Tuesday, July 5, 2011

Casey Anthony's Life Spared


I have struggled to come to grips with the horrible testimony and scraps of evidence presented in the trial against "tot mom," Casey Anthony. Having once produced a legal talk show, it's hard to watch the proceedings without my inner-producer chiming in. I definitely have formed my own theories and thoughts as the trial has come to a close. Despite only a few hours of deliberation, the jury today found Casey not guilty on the most serious charges she was up against, instead, finding her guilty only of lying to law enforcement officers  The young woman who could have received the death penalty will now face only misdemeanor charges and potentially no further jail time at all.

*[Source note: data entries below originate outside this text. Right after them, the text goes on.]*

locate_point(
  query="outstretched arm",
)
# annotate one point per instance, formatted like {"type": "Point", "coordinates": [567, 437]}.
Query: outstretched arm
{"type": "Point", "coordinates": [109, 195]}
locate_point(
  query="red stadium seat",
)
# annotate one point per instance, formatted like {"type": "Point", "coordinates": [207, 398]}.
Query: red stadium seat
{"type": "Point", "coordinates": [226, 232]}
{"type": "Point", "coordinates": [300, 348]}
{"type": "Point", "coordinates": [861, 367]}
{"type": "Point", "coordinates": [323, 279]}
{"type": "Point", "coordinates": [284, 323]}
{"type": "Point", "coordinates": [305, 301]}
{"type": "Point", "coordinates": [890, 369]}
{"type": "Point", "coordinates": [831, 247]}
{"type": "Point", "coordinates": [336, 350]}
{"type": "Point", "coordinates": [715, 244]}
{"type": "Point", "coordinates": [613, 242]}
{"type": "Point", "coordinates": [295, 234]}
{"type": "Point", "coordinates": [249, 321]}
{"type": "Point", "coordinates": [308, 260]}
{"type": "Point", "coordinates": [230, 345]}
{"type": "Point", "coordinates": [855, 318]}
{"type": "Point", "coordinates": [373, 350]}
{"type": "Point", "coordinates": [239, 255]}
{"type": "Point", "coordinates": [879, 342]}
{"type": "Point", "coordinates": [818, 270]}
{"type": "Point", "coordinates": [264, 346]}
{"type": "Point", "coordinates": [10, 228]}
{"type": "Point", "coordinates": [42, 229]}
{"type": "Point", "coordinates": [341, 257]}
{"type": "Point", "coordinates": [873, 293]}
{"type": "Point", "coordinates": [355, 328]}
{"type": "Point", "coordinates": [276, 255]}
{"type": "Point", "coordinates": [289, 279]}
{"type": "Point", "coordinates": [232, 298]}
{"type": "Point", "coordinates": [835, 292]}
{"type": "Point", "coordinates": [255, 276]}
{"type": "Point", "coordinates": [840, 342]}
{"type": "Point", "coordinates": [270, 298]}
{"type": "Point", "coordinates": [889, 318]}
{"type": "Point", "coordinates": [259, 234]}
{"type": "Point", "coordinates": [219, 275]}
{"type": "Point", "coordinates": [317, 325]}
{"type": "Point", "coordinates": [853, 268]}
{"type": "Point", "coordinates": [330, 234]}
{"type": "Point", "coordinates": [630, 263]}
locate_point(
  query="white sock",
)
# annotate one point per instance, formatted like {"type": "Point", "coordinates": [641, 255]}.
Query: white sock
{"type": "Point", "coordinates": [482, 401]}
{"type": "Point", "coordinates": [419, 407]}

Regardless of the verdict, nobody involved in this case will return to life as it was before -- least of all Caylee whose brief time on this planet ended in tragedy. As a mother, I cannot imagine what would bring a young mom -- even a teen -- to cross over to the dark side and take the life of her own child. We ought to remember that just because a person is found not guilty in a court of law, this does not mean that they didn't commit the crime they were accused of. Simply, it means the prosecution did not prove their case to the jury beyond a reasonable doubt. Our judicial system is imperfect and does occasionally let the guilty go free just as it sometimes convicts the innocent.

If Casey did commit this crime, perhaps just as I believe OJ Simpson did, she truly thought she was justified in her actions because her own narcissm prevented her from recognizing the pain and anguish she would cause her family. Maybe she lacked the ability to delve far enough to the future toward a time when she might relish the role of motherhood. The prosecution painted a picture of her as a selfish, immature young girl who preferred her identity as life of the party over that of mommy. I cannot purport to know the daily struggles that come with teenage motherhood, or single-motherhood in general, but I do know that most single, teen moms manage to get through it without resorting to murder.

One thing about the trial struck me as particularly ironic. Though it seems the jury discounted it, it did appear that Casey's mother Cindy may have lied when she took responsibility for the questionable searches on her home computer that involved "chloroform" and "neck breaking." She claims she, not Casey, conducted these searches, even though records show she was at work at the time the searches were conducted on her home computer. Was this the case of a mother doing whatever she could to protect her daughter? And if so, how tragic that this is exactly what Casey lacked in terms of her own parenting skills -- the role of guardian and protector of her own child. Even if she is not guilty of murder, she is guilty of failing to report her own toddler missing for an entire month. Regardless, Casey's parents showed no emotion in the courtroom as the verdict was read. Considering that just weeks ago, Casey accused her own father and brother of sexual abuse, I doubt their relationship will repair itself any time soon.

I feel sorry for everyone involved in this long and drawn out saga - the family, the friends, the sequestered jurors, the witnesses who testified about findings so disturbing they would shake most human beings to their core. I'm sure anyone touched personally by this case will struggle to come to grips with it for some time. In effect, many lives ended on that fateful day when Caylee died.

I even feel sorry for Casey. She may have escaped death, but she is by no means free. Going forward, she will have to live with the consequences of her actions -- and without her daughter --  for the rest of her life. Maybe that is the harshest punishment of all.